Peter Cowley, director of school performance studies at Fraser Institute, said all students should have an equal chance at success regardless of their personal geography, but there appears to be acceptance that some regions, and some school boards, can produce lower results year after year with little consequence.

“It seems to me there’s a lot of complacency around the public school system, a lot of societal forgiveness for not really good results,” Cowley said, on the release of his annual Ontario elementary school report card. “We’re not talking about advanced physics or anything; we’re not talking about different forms of societal organization or anything like that.


Sadly but predictably, all too many Ontario educators — starting with the teachers’ unions — have been consistent about one thing over the past 20 years: They hate standardized testing and despise school rankings even more.
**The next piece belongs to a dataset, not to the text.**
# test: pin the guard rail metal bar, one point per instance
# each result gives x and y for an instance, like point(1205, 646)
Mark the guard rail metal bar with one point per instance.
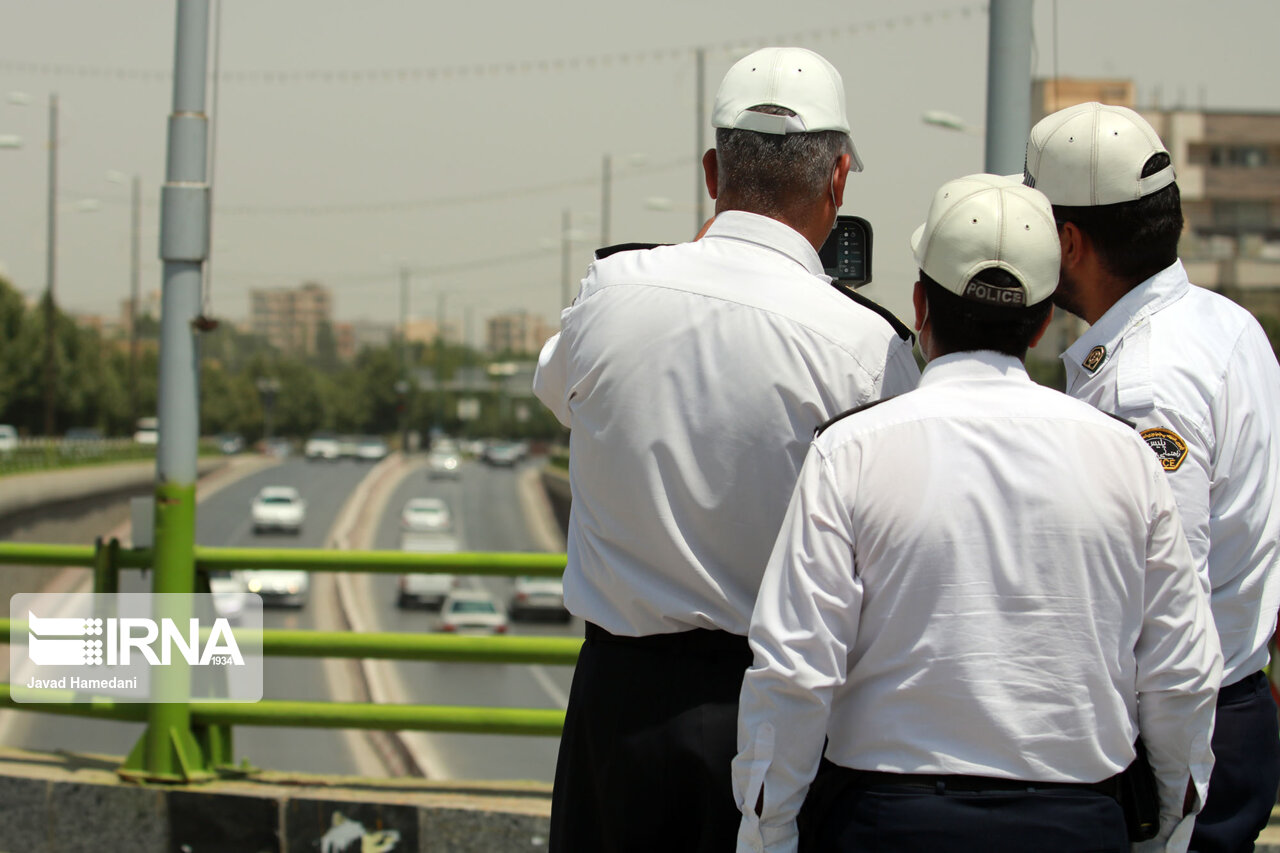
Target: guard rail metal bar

Peter Cowley, director of school performance studies and the man behind the Fraser Institute’s school rankings, said for two decades he’s been doing the report cards, the “fly in the ointment” in every province has been the teachers’ unions.

“They are dead set against them (the report cards) and they can’t abide comparing one school to another,” he told me recently from Vancouver. “It implies one set of teachers are better than another.”
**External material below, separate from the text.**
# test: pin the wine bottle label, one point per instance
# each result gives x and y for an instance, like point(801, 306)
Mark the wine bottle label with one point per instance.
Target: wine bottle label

He said the teachers unions have done anything possible to campaign against standardized testing — on which the Fraser report cards are based.  In Ontario, the yearly elementary school rankings reflect Education Quality and Accountability Office (EQAO) Gr. 3 and Gr. 6 student test scores in reading, writing and math.
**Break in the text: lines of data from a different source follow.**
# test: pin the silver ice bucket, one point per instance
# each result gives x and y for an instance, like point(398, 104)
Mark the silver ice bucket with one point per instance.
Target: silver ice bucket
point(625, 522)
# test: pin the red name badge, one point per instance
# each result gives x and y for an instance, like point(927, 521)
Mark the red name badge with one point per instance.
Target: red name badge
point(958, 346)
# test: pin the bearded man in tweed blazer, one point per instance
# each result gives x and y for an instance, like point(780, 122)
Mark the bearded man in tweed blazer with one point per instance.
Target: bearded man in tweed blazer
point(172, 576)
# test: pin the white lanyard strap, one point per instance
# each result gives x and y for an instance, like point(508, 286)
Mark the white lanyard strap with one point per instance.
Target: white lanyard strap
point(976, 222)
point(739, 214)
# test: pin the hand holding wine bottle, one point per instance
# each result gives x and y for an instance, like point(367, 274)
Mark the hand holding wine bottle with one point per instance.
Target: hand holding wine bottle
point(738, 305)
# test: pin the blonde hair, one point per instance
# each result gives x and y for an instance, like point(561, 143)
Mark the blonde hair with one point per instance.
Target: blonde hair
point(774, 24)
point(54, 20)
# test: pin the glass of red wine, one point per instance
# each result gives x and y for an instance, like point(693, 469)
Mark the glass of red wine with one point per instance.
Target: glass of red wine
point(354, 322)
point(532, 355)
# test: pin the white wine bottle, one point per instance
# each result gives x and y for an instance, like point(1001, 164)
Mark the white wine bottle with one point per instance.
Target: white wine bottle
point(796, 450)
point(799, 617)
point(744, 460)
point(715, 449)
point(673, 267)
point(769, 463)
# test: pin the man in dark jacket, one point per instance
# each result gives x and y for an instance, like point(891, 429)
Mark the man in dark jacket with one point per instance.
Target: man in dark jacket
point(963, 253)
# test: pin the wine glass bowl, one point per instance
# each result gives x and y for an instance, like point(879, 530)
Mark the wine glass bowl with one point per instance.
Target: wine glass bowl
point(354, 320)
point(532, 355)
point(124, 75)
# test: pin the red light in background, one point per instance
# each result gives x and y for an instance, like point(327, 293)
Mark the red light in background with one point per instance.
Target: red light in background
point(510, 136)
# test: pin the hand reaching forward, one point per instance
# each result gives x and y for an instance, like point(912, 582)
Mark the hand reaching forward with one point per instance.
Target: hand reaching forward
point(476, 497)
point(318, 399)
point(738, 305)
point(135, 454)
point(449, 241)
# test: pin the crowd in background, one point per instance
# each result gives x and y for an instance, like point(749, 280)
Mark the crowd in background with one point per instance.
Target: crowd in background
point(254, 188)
To add insult to injury, he says, is the recently approved motion by the Peel District School Board that all EQAO tests in math, reading and writing be suspended until the education ministry completes a promised review of the curriculum and the standardized testing regime.

At the start of this school year, the province announced an “education refresh” that will see new report cards that measure creativity and critical thinking, curriculum updates (particularly in math) and changes to standardized testing.

Would these "new" report cards be filled in by the same people who don't apply tested teaching methods to their students?

God forbid that students indulge in some of that critical thinking and figure out that their unionised teachers are ripping them off.

But ... but ... global warming!

Here’s polar bear expert Susan Crockford giving chapter and verse on the subject.
In August, [when it was filmed] this bear would have been only recently off the sea ice: since most bears are at their fattest at this time of year, something unusual had to have affected his ability to hunt or feed on the kills he made when other bears around him did not starve and die. It could have been something as simple as being out-competed for food in the spring by older animals.
But if sea ice loss due to man-made global warming had been the culprit, this bear would not have been the only one starving: the landscape would have been littered with carcasses. This was one bear dying a gruesome death as happens in the wild all the time (there is no suggestion that a necropsy was done to determine cause of death, just like Stirling’s bear that supposedly died of climate change.)

Some posit that the unfortunate creature may have suffered from a disease, something that is quite plausible.

But, you know, the Narrative and such.

And now, a couple of seasonal entries:

No, we’re not talking crispy snacks here. These are a series of three cardboard tubes connected by a wrapping of colored foil. They are a British Christmas institution and you’ll see them on dinner tables right next to the cutlery. What are they for? Well, they’re somewhere between pulling the wishbone on a turkey and a fortune cookie. The idea is that you and the person next to you each grab an end and pull.
 (Sidebar: Christmas crackers are fun. Very fun. Awesomely fun. What's the big deal?)


If the thought of planning Christmas dinner makes you nervous, be glad you weren’t born in the Renaissance. The earliest known published Christmas menu included pork, beef, goose, lark, pheasant, venison, oysters, swan, woodcock, and "a kid with a pudding in his belly," to name just a few dishes.